Republican Senator Lindsey Graham plans to work toward American recognition of the Golan Heights as part of Israel, he said Monday as he toured the area with Prime Minister Benjamin Netanyahu and U.S. Ambassador to Israel David Friedman.
"Working with Senator [Ted] Cruz, I will start an effort to recognize the Golan as part of the State of Israel now and forever," Graham said.
"Israel occupied this territory by fighting for its survival," the senator added. This territory was taken by military force becasue it was used as a launching point to attack the State of Israel. This territory has a rich Jewish history."
Graham also asked to whom the stretch of territory would be returned if Israel were to give it up. "Who do you give it back to, Assad?" Senator Graham said, noting that Iran and Russia are deeply invested in the territory. "Russia? I believe not."
Graham said he would speak to President Donald Trump on the matter of recognizing the territory as Israeli.
On the subject of the Syrian conflict, Graham said, "I want everyone to know there is no solution to Syria but Russia," though he noted that he is not a "Putin fan."
He said that his vision for Syria is to return it to the "Syrian people," and to allow them to rebuild the country.
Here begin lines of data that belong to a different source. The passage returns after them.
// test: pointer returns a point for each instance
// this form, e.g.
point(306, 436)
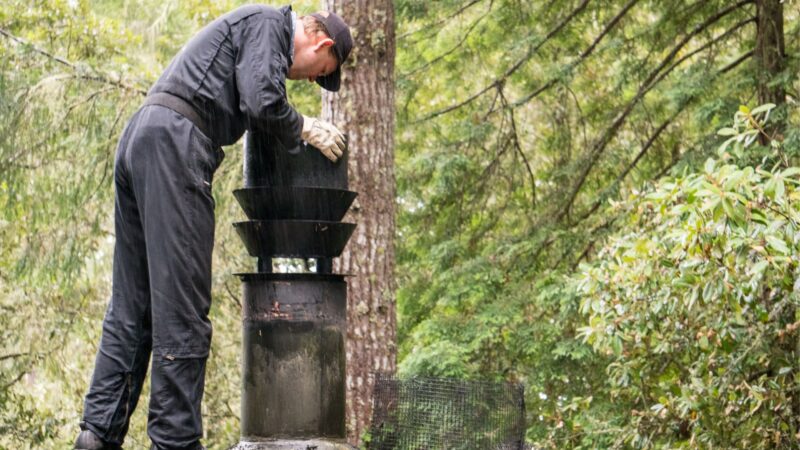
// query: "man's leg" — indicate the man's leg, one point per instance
point(173, 164)
point(121, 363)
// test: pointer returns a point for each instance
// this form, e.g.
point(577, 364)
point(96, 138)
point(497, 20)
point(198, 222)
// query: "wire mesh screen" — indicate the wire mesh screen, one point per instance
point(435, 413)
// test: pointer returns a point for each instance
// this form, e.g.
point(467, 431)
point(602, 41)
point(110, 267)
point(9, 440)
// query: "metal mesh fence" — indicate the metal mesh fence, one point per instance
point(434, 414)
The entrenchment of Iran and its Hezbollah allies in Syria is an obstacle to that goal: "Iran must go. Hezbollah must go."
Israel conquered the Golan Heights from Syria during the Six-Day War in 1967. Israel has since effectively annexed the territory, which is populated largely by Druze communities. The international community does not recognize Israeli sovereignty over the Golan, but the ongoing conflict in Syria has complicated the matter of ownership. Assad-aligned forces, including Hezbollah and Iran-backed militias, regularly clash with rebel forces on the Syrian side of the de-facto border. The United Nations Disengagement Observer Force oversees the ceasefire line.
Graham is a vocal ally of U.S. President Donald Trump, despite disagreeing with the president on several key foreign policy issues, including the U.S. troop withdrawal from Syria. The senator is an influential voice on national security policy who sits on the Senate Armed Services Committee.